What are you absolutely not buying and why?
1) UK housing, UK housebuilder companies
A housing crash in price terms hasn’t even started yet (unlike e.g. Canada, New Zealand, Australia), but clearly, people can no longer access mortgages affordably.
UK housebuilders are down some 50% in share price already, but back in 2008, they dumped 80-95%, so…
Last week saw the fastest withdrawal of mortgage products from the mortgage market in UK banking history (over 1000 withdrawn by the end of one day, more than 1/4 of all available home loan products in the UK).
2) Banks, generally
I have no idea who is exposed to UK pension funds (fun times due to begin 15th October), who is exposed to Credit Suisse (CDS spiking upwards, bond prices looking troubled), who has been messing around in all the other awful idiot geared-to-the-roof lunacy that will come to light after 12 years of desperate yield-chasing.

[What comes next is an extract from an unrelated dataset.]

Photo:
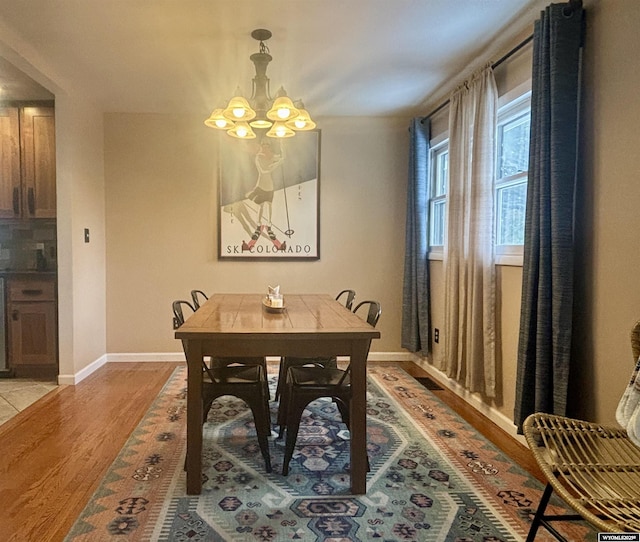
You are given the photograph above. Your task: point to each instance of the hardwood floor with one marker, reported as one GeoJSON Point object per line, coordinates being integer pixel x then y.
{"type": "Point", "coordinates": [54, 454]}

Reverse repo is getting flooded with money, presumably as banks don’t want to lend overnight to anywhere else. This & CDS spiking on institutions, reminds me of 2008.
(CDS spiked up to 500pts not long after this article)
Reading tweetstorms like this, I feel: I have no idea what is going on in banking right now, and no practical way of keeping up with the people who do have an idea what’s going on.
3) Anything in countries exposed to brutal housing market shocks due to variable rate mortgages being commonplace: Netherlands, Spain, UK, Australia, Canada
The UK, Spain & Australia in particular stand out for me as being ‘very banky stockmarkets, very housey economies, very variable-ratey mortgages, very inflaty problems’
4) High PER stuff in the USA, especially with the strong dollar
Amazon current year 100x forward 50x
Tesla current 87x forward 41x (after the recent crash)
Healthcare & diagnostics (despite Jim’s compelling articles on these, the PERs are very high across the sector 25-35x, too much for me)
NVIDIA (about to experience a brutal earnings crash from: excess 30x0 inventory, collapse of gpu mining, restriction on sales to china (being added to currently), and starting from one of the highest PERs in the semi sector. Also no pricing power at TSMC imho. And prices so high for years they’ve been destroying their own markets.)
High street / shopping / commercial / retail (recession, inflation pressure & new covid strains bursting on the scene). Cinema chains, ‘in-shop’ premium goods (Nike), Costco fwd PER 30x, fizzy drinks & breweries.
Saul stuff e.g. SAAS hypergrowth. Good luck achieving hypergrowth right now.
Anything exposed to rising debt default… credit cards? Visa & Mastercard 30x ish current 22x forward, which I don’t entirely believe.